Docked structures of Curcumin (A) and Linezoid (B) with deltatoxin. Turmeric compound Curcumin showed better binding affinity to deltatoxin than Linezoid explains the therapeuctic value of plant compounds over antibiotics. The ligand – receptor interaction in the case of Curcumin is stabilized by two H bonds (represented as green colored stick, length-1.815 AÅ and 2.245 AÅ) and the amino acid residues interacting are LYS140, THR142, THR148, ASN186, THR 187, LEU246 and SER252 making the interaction more stronger and stable (A). The binding energy of docked complex was found to be -8.6 kcal/mol implies more stable docking. The interaction of Linezoid and deltatoxin is stabilized by only one H bond (green colored stick of 2.0 AÅ lengths) and the interacting residues are ASP184, THR185, THR187, THR201, SER 244, SER 245 and LEU246 indicating that the interaction less stronger than that of Curcumin. The binding energy of the docked complex was found to be -6.08 kcal/mol, which indicates that the docked complex is less stable compared to curcumin.

Conclusion

The study concluded that computer aided drug discovery is an emerging and effective alternative for identification of novel therapeutic substances. Several naturally available herbal compounds are identified and their effectiveness against Clostridial infection is tested by molecular docking.
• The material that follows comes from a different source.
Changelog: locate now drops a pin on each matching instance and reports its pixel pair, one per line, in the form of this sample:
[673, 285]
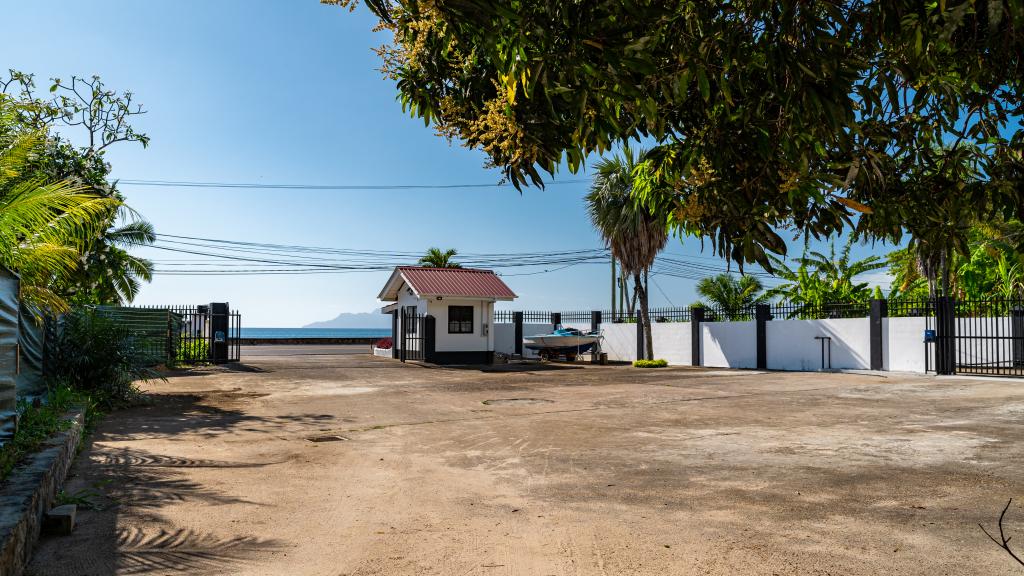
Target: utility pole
[612, 288]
Curcumin, Eugenol and similar kinds of herbal based compounds were identified to be effective inhibitors against deltatoxin. The binding energies of herbal based compounds are less than that of antibiotics hence; herbal medicines could solve all problems of multiple drug resistance by many bacteria. The study also helpful for pharmaceutical sectors as computer aided screening would reduce the complexities involved in the discovery and development of new lead molecules.